The last ten days or so have been unnerving and sort of discouraging. We keep having to revisit logistics and we’ve been pretty scared about running into issues that may force us to discontinue the tour. I don’t want to even consider that possibility, but I suppose we have to be open to it. As of right now, we anticipate taking a bit more than 3 months but we are absolutely determined to finish and I’m confident that we will. We just have to keep jumping over the hurdles as they arrive. We knew this trip wouldn’t be without its challenges–and that’s the beauty of it. I suppose this is a great metaphor for how our lives work. You’re met with obstacles but you keep pushing through them, and that’s how you develop grit. In the face of hardship, we’re trying to stay firm and remind ourselves of the bigger picture. When we dip our toes in the Pacific, these setbacks won’t seem quite as significant. Our aim now is to make up some of these zero days with increased mileage and get to Illinois soon, but we will still be cognizant of how we’re feeling and we’ll be sure not to overextend ourselves. I know ‘The Alchemist’ is fluffy and all but a part of me does feel the world is conspiring to help Austin and I achieve what we want. We have received so much support along the way that we simply could not have foreseen. I’m grateful that we’ve had the resources to deal with the issues that have risen and we know there’ll be more stumbling blocks where these came from. I suppose it’s how we deal with them that will ultimately reveal our character and eventually, the challenge becomes a muse for introspection. But for right now, we’re nearing the 1000 mile mark and I’m so ready to keep pedaling!
6 Comments Add yours
come on, ghost beads !!! lol
love au max pour vous deux !! ❤ ❤
Think that means you love us both but je ne sais pas – pronounced in the heaviest basic American accent
Hang in there, day by day!
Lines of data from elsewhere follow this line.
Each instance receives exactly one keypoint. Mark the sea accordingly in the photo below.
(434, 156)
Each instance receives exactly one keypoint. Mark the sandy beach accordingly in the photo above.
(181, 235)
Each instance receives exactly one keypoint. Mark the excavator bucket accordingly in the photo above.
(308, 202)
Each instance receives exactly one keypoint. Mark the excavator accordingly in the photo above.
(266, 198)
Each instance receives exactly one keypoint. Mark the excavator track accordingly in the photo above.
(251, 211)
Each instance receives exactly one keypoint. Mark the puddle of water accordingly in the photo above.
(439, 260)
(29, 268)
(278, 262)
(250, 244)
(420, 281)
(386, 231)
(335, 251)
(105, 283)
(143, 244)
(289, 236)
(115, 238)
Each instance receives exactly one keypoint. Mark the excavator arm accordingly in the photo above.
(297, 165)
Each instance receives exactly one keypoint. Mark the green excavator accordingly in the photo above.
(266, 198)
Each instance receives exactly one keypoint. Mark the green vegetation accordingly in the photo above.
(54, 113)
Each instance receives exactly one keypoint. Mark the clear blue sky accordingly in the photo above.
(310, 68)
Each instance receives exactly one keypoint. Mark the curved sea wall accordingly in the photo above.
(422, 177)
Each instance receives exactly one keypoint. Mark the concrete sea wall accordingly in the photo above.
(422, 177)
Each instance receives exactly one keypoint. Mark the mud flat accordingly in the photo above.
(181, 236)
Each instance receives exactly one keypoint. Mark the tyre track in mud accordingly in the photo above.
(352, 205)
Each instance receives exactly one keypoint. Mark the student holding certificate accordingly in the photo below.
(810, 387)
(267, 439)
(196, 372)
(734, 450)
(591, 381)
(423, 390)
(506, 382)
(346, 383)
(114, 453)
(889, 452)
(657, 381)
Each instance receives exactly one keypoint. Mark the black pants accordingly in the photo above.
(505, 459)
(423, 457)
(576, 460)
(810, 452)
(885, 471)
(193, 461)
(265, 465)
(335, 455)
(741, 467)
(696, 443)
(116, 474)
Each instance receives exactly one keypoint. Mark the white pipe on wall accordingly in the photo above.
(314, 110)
You guys are doing great and we are enjoying reading your blog! My wife Jennifer and I did parts of this 2 years ago and she said she talked to you a bit.
Justin and Jennifer
Thank you so much! We will cross into Missouri tomorrow and things are certainly looking up.
Hi! I just saw your comment in the ash grove visitor book. Not too many people going west on these hot summer days so thought I would just say hello!! Maybe see you down the road depending on when you plan on finishing!
Definitely, are you headed west as well? I think it’s more of a reward away from the heat by going west. Best of luck on your trip!